World leaders demand increase in food production
Ensuring global food security will require more investment in agricultural infrastructure, full use of advanced technologies and more open trade in food between countries.
Addressing a major world summit on food security in Rome, EU agriculture commissioner Mariann Fischer Boel said more money – both public and private – had to be pumped into things like transport, warehouses, slaughterhouses and water management in order to lift food output.
But care was also needed to ensure that investments did not lead to regional “land grabs”. “Investments must bring benefits to all parties concerned,” she told the UN Food and Agriculture Organisation event.
“Technology is also needed to produce more food with less,” she added. “As climate change gathers pace, and as water shortages and disease become more serious, we can’t afford to shut our minds to the possible benefits of GM crops with improved resistance to disease and environmental stress. It’s essential that we listen clearly to the voice of science when taking decisions.”
UN secretary general Ban Ki Moon said the current food crisis was “a wake up call for tomorrow”. “Africa’s small farmers, who produce most of the continent’s food and depend mostly on rain, could see harvest drop by 50% by 2020. We must make significant changes to feed ourselves and, most especially to safeduard the poorest and most vulnerable.”
FAO director general Jacques Diouf also called for greater investment to boost production and end what he called “our tragic achievement in these modern days”. “Eliminating hunger requires $44bn of official development assistance a year to be invested in infrastructure, technology and modern inputs. It’s a small amount if we consider the $365bn of producer support in OECD countries in 2007.”
And Pope Benedict XVI told the summit that “access to international markets must be favoured for those products coming from the poorest areas”. “It is necessary to separate the rules of international trade from the logic of profit viewed as an end in itself.”

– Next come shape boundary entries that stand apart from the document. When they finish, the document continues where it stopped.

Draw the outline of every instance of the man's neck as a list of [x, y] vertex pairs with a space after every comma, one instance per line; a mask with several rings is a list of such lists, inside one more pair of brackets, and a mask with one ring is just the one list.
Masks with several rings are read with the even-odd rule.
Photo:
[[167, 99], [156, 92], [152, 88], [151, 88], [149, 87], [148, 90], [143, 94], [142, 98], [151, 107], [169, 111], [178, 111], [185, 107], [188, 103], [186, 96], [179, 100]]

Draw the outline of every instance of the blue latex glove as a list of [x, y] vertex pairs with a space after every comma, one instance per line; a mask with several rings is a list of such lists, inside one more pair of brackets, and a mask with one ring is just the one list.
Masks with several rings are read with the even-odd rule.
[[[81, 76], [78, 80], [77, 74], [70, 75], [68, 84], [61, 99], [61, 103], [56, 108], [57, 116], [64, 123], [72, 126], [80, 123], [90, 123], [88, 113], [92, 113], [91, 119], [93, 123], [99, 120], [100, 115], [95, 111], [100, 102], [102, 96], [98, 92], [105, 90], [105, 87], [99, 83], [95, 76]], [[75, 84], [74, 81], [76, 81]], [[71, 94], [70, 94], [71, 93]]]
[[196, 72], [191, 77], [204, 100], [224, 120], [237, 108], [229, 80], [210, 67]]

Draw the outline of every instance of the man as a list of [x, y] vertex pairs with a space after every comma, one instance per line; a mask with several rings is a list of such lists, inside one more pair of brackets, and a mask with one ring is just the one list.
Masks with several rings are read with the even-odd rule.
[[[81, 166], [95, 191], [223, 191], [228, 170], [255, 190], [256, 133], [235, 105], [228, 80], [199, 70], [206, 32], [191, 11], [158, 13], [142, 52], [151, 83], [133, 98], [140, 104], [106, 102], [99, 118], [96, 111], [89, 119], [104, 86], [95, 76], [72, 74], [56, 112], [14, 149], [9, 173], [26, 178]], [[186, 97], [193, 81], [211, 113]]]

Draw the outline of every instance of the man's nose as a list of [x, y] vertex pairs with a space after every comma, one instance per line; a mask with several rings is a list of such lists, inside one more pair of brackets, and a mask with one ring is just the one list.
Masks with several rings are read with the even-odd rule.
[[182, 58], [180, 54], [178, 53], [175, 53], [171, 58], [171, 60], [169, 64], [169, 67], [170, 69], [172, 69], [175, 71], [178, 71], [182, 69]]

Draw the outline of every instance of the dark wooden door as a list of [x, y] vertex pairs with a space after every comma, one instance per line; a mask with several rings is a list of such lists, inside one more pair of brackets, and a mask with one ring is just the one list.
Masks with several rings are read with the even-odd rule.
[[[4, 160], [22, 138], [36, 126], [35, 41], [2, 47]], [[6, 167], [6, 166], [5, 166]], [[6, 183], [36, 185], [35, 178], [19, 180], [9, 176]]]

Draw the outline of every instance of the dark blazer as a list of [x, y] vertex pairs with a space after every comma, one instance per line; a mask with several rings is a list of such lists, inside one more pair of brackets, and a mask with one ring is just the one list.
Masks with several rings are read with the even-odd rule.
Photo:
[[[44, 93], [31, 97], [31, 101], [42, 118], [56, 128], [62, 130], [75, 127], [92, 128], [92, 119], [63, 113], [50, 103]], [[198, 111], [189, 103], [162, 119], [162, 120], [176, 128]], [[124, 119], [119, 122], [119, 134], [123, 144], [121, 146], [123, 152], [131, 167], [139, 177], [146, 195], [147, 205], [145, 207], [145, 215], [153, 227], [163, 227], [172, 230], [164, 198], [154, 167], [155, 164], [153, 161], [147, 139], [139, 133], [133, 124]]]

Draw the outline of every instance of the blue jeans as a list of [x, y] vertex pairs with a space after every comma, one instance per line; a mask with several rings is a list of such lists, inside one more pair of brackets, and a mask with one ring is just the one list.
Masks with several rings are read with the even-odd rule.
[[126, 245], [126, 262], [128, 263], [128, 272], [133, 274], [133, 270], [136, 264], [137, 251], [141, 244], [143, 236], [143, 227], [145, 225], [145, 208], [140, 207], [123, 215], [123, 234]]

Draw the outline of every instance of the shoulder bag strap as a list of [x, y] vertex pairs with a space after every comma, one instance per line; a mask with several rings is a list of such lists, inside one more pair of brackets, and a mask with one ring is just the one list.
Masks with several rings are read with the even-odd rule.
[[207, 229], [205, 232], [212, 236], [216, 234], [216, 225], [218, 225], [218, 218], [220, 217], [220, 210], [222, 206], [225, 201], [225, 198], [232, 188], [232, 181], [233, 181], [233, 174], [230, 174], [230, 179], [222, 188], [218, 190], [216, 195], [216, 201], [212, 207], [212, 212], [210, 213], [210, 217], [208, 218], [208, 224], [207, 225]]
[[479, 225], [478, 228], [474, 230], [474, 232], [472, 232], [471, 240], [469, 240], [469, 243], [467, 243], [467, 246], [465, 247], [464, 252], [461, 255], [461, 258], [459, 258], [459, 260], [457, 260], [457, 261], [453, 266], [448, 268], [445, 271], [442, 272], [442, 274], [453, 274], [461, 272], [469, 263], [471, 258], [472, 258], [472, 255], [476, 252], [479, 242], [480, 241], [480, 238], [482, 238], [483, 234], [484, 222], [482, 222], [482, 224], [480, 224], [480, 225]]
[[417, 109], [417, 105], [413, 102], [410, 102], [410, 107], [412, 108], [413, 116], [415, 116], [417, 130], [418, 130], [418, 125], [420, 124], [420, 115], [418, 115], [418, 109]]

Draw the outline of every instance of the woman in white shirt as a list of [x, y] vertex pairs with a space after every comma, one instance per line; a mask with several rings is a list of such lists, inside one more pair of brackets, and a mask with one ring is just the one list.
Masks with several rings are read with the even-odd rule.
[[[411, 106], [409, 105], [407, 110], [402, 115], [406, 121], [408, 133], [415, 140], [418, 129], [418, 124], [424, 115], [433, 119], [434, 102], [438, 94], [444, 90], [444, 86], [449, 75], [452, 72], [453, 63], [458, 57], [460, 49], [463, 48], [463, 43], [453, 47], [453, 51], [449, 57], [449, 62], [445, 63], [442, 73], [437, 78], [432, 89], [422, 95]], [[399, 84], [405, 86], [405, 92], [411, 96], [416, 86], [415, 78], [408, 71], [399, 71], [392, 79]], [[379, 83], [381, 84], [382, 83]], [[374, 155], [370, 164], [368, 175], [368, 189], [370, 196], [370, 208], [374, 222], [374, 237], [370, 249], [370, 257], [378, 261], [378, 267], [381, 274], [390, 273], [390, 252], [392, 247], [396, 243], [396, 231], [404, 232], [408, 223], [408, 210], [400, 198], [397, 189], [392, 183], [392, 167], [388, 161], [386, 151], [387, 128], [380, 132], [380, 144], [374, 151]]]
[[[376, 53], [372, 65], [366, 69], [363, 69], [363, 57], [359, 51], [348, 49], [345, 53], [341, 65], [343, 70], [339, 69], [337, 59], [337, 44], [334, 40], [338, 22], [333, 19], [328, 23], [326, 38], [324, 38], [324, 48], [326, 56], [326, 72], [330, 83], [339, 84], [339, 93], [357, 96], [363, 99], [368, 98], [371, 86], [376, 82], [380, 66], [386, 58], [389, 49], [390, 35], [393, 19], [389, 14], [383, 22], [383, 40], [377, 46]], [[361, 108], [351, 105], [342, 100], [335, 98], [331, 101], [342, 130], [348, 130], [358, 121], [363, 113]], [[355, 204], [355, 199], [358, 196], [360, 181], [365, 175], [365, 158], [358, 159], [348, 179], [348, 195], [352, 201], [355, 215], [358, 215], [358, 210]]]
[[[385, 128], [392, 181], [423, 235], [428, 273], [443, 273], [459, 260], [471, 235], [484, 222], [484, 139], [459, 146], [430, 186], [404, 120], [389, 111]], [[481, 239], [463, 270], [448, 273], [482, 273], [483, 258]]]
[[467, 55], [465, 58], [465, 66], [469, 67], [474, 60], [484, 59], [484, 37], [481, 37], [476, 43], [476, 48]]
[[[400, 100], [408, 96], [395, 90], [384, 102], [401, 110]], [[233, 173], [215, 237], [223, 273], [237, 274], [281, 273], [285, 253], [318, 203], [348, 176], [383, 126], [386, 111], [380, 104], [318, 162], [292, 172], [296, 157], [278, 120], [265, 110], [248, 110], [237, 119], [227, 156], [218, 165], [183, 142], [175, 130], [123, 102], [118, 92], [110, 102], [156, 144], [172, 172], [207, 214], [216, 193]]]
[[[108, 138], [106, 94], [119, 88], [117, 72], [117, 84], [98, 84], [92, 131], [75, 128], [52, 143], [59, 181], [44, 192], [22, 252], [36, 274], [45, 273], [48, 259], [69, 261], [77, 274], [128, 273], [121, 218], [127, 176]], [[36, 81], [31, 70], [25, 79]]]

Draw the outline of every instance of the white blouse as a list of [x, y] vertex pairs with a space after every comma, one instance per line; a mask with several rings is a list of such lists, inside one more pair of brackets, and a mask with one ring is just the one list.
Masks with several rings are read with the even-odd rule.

EU farmers’ group COPA reiterated the call for politicians to provide sufficient funds to boost investment across the world to counter world hunger – including in the EU.
“Sufficient funds must be made available to fund a strong Common Agricultural Policy, in order to meet the challenges of growing world food demand as well as tackling climate change,” said COPA secretary general Pekka Pesonen. “Many producers in the EU in all farm sectors, especially the pigmeat, cereals, olive oil, sugar beet and beef sector, are currently facing major difficulties and have suffered enough.”